Analis Kupas Dampak Regulasi Stablecoin GENIUS Act di AS
28th July, 2025
Regulasi baru di Amerika Serikat, Guiding and Establishing National Innovation for US Stablecoins atau GENIUS Act, diprediksi akan mengubah arah industri stablecoin secara mendasar. Kebijakan ini mendorong penerbit stablecoin untuk meninggalkan model berbasis imbal hasil dan beralih ke fungsi pembayaran yang lebih praktis dan sesuai regulasi.
Mengutip laporan Cointelegraph pada Minggu (27/7/2025), Chief Investment Officer Sygnum, Fabian Dori, menjelaskan bahwa revisi UU GENIUS secara tegas memisahkan stablecoin berbunga dari stablecoin yang dirancang untuk pembayaran.
“Revisi terbaru dari UU GENIUS secara eksplisit memisahkan stablecoin yang menawarkan bunga atau imbal hasil dengan yang difokuskan untuk pembayaran,” ujar Dori.
Ia menambahkan bahwa kebijakan ini membuat kerangka regulasi AS semakin selaras dengan pendekatan Uni Eropa melalui regulasi Markets in Crypto-Assets (MiCA), yang berpotensi menjadi fondasi menuju kesepakatan global di sektor ini.

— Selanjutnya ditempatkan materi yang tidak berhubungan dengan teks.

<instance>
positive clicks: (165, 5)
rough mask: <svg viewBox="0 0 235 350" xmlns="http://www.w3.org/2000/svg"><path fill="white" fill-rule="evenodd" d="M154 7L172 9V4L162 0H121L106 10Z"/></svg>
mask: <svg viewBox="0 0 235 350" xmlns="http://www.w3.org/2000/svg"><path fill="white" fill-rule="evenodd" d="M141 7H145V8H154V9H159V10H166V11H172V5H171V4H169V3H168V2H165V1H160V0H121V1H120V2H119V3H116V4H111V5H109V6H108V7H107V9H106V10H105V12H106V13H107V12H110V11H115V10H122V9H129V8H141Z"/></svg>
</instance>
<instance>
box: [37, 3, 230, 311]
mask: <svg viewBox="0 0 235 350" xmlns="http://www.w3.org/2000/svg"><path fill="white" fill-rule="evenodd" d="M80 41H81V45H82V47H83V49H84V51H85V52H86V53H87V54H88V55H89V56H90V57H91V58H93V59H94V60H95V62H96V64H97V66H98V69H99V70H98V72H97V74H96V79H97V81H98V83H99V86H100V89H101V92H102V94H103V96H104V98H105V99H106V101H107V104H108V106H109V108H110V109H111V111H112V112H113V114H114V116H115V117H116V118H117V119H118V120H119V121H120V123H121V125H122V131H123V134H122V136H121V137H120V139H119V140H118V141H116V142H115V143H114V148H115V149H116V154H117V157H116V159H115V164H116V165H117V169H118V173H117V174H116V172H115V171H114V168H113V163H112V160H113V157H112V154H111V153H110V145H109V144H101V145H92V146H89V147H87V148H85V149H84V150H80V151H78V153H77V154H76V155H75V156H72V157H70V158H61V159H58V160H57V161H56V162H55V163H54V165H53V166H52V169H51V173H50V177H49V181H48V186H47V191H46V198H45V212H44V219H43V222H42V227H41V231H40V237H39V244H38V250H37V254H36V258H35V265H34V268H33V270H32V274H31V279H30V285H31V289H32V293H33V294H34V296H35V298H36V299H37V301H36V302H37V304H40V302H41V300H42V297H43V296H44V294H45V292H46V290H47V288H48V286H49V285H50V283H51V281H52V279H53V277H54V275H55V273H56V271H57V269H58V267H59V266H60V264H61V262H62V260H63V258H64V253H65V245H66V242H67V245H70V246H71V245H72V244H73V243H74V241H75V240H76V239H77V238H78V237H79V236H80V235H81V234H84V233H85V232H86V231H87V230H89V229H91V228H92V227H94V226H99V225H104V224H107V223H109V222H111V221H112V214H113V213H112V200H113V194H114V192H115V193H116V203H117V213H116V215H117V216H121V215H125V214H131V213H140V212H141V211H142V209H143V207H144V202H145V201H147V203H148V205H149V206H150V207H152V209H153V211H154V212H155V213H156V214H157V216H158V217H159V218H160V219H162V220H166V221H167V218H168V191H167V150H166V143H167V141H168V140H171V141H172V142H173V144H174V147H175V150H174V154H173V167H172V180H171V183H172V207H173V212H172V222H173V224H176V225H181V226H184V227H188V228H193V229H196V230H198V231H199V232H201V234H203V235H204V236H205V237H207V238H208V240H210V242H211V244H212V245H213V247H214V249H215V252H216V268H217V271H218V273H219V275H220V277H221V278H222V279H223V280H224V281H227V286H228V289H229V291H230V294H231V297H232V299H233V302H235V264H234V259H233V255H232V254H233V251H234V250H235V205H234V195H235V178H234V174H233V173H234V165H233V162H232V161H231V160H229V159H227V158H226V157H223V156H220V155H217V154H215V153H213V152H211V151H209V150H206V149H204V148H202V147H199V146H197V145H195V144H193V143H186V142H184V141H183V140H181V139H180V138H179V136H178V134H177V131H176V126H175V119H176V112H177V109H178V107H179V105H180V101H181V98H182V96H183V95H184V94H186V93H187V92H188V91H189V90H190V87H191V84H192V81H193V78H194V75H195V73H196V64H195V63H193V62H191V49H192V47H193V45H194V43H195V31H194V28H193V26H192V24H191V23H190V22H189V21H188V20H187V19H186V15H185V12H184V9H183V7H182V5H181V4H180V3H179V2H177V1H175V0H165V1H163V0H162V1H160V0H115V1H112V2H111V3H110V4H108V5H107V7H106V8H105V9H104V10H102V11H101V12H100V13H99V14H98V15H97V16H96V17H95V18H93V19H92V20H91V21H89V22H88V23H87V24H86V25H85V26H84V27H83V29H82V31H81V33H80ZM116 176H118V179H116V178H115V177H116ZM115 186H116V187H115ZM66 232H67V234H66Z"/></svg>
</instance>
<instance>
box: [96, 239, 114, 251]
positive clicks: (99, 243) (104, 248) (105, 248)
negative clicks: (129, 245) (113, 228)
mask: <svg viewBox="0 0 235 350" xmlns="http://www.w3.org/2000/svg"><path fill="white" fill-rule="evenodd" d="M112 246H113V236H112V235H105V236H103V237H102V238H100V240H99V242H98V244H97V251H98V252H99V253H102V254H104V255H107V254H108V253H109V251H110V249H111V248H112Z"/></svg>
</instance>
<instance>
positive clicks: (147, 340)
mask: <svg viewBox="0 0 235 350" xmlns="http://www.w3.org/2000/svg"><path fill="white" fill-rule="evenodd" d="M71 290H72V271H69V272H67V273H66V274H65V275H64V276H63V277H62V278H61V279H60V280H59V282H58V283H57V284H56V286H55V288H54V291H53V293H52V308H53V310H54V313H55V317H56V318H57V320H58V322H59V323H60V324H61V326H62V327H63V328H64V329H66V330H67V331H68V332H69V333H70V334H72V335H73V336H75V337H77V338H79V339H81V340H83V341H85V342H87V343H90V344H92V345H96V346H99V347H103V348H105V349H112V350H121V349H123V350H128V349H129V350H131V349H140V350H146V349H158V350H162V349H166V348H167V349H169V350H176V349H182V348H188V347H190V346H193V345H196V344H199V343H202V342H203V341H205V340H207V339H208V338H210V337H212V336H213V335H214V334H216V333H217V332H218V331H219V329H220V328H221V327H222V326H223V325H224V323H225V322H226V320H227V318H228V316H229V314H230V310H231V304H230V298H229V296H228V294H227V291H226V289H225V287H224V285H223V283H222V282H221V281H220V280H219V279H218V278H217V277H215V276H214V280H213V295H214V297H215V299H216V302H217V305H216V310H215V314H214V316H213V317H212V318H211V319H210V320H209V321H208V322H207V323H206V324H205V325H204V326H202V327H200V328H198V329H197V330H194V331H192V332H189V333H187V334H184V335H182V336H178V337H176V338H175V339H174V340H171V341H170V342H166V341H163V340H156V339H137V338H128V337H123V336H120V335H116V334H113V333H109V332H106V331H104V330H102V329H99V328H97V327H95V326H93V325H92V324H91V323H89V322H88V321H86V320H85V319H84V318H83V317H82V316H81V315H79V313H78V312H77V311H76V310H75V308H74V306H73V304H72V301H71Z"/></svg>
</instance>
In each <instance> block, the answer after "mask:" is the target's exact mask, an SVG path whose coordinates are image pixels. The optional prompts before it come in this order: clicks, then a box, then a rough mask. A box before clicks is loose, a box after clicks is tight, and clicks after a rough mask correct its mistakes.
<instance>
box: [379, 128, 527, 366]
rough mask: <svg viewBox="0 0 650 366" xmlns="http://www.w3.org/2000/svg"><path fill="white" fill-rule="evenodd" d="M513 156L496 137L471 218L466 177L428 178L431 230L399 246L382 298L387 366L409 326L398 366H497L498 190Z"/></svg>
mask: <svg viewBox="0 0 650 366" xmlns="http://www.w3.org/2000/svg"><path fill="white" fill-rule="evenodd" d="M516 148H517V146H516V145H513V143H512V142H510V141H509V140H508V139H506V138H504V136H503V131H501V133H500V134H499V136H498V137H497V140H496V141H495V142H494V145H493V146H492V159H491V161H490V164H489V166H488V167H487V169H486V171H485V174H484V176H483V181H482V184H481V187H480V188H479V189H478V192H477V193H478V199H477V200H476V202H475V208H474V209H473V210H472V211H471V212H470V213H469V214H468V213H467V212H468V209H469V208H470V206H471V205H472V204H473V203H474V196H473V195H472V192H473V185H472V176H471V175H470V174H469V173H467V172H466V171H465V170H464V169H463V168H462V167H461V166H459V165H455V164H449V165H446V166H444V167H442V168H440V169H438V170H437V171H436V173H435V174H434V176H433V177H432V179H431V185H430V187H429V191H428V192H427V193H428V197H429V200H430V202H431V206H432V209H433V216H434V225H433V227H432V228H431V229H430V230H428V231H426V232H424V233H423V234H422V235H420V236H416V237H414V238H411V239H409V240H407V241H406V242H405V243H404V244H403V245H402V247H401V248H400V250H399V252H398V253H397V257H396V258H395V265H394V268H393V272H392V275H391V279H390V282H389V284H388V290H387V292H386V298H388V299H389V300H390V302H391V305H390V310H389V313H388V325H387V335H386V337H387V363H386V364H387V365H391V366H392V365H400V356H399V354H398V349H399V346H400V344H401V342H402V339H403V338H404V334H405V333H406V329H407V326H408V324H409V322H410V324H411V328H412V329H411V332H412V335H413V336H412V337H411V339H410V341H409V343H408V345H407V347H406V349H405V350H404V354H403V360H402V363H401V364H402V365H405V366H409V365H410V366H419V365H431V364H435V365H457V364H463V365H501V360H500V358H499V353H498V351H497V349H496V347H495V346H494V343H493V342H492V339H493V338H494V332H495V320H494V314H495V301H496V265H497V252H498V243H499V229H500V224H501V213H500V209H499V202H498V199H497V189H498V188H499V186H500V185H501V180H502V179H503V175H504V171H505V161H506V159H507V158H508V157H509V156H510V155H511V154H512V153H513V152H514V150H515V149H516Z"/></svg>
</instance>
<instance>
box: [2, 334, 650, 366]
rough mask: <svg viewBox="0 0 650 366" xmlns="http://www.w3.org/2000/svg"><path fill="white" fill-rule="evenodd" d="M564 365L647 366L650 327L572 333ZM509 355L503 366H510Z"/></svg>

“Dengan kejelasan hukum yang selama ini ditunggu-tunggu, regulasi ini memberi kepercayaan bagi organisasi dan penerbit untuk membangun killer apps yang orisinal, bukan hanya memenuhi kebutuhan saat ini, tapi juga menciptakan permintaan baru, termasuk layanan pembayaran digital,” jelasnya.

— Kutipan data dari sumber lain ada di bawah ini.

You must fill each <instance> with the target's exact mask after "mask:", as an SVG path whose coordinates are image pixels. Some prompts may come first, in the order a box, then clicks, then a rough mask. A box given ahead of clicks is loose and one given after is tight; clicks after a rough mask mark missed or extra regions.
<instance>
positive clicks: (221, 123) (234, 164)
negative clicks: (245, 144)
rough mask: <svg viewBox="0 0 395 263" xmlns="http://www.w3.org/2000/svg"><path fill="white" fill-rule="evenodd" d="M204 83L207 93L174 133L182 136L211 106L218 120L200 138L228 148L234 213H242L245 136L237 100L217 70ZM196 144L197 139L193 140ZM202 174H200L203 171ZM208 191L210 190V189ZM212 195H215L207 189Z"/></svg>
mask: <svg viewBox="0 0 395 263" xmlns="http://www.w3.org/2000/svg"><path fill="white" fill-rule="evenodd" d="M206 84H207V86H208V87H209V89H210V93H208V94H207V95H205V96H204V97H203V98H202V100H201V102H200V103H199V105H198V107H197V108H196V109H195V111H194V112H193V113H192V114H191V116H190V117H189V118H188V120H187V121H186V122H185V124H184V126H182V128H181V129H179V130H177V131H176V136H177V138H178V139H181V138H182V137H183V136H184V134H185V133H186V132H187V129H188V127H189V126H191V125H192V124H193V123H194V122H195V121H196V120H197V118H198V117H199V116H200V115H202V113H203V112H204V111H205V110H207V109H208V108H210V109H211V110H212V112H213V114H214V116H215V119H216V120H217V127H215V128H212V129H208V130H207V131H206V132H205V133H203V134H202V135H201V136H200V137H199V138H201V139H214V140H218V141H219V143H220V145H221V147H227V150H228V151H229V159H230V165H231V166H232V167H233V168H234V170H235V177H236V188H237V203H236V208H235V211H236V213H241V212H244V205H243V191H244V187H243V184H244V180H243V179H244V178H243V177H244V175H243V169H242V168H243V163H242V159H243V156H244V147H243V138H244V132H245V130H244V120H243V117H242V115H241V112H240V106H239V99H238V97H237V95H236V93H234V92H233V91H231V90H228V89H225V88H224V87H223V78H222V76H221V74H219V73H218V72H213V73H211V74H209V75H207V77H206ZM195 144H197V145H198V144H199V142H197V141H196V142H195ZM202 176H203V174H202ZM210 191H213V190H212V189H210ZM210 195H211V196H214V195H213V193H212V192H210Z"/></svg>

Adapun meski arah regulasi sudah lebih jelas, Dori menekankan bahwa keberhasilan stablecoin tetap sangat bergantung pada adopsi pengguna.
“Yang menentukan bukanlah fintech, tapi adopsi dari konsumen itu sendiri,” ujar Dori. Menurutnya, platform yang ramah pengguna akan menjadi kunci dalam mempercepat integrasi stablecoin ke sistem ekonomi sehari-hari.
Optimisme ini mulai terlihat dari kesiapan para pemain besar. Mastercard dan PayPal telah membangun sistem penggunaan stablecoin yang sesuai regulasi, sementara Amazon dan Walmart mulai mengeksplorasi aplikasi stablecoin untuk penggajian dan pembayaran lintas negara.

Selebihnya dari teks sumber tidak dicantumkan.